For more details about the Uconnect system, click here.



ProMaster callouts II
For the most up-to-date ProMaster specifications, click here. And to download a larger image of the photo above, click here.



Guess how muddy and icy it gets in Europe? The Ducato has NO problems towing loads. I this case carrying one.

Hmm!... I would have to agree, based on it's exterior appearance, it may be better suited for just Contracting and other Government Fleet related jobs, a Civilian version would have to wear a totaly different front facial design to appeal to those who need a serious family mover.

Again, the problem you posed isn't the problem now. It makes a difference to the outcome.

Now the van is loaded incorrectly over the axles to 5 000lbs and the trailer is loaded.

I'm sorry DenverMike I didn't read that, I must have missed it.

I read it as an unladen van and a loaded trailer or just a van loaded by someone with a regard to safety.

These are used as small to smallish Motorhome bases and as such are not that bad looking in that context.

This will give you an idea on the conditions and roads that the Fiat Ducato campervans are used on.

They might be better than you thougt.

That's interesting... I take it all back!

We were way ahead of you though..


FWD Vans/Motorhomes have been around for ages in Europe. The "nose heavy" examples you have shown are not terrible representative.
Although there are people who want the GMC FWD Motorhome back in the US. Cost of making it is what killed it in the US.

A 1960's German FWD Motorhome. Ugly little thing.

After reading your posts, and dealing with you in the past you are refusing to believe the US is changing. Like diesel you are refusing to believe this can occur in the good old USA.

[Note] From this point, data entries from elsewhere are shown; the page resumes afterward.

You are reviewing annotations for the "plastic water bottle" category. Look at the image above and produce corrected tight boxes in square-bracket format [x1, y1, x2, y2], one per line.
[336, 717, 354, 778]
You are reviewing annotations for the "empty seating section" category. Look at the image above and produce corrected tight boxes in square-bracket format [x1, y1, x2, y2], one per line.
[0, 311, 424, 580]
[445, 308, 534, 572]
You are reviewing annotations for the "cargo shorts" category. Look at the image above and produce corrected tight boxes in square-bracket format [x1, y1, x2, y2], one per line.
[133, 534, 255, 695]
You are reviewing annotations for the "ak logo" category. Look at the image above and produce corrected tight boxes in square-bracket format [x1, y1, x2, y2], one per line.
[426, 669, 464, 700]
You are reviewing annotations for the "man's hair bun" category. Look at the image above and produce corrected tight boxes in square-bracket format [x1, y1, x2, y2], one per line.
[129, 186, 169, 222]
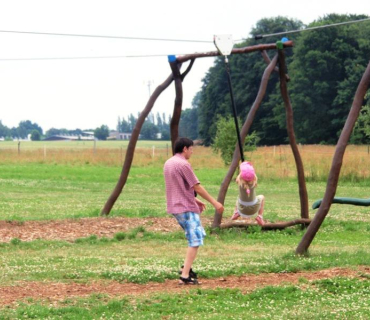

It must have been over 12 months ago you told me that the small diesels will never come to the US because they cost $8 000 more. Well, they are starting to come and they will not cost nowhere near $8 000.

The same goes with these vans and other commercials. They will change. LDT/MDT/HDTs will become more and more prevailent. The US can't go on the way its going with vehicle design, I've more or less stated this many times. Car have changed, now your commercial vehicles will change.

Pickups will change last because they aren't used as commercial vehicles as much and they are protected, or the pickup mix in the US would be completely diifferent. You would see a large number of our diesel mid sizers.

There are positives and negatives with these new vehicles. But the customer will use them as they were designed, and turn a higher profit because they are cheaper to run.

The reality is these new vans will do 95% of what the older vans did, but much more economcally.

Your argument would be the same if they brought out a front wheel drive car. But look at the globe most cars are front wheel drive.

Front wheel drive vans are good because they can be produced cheaper, have a much lower bed which increases volume, are lighter and use less fuel.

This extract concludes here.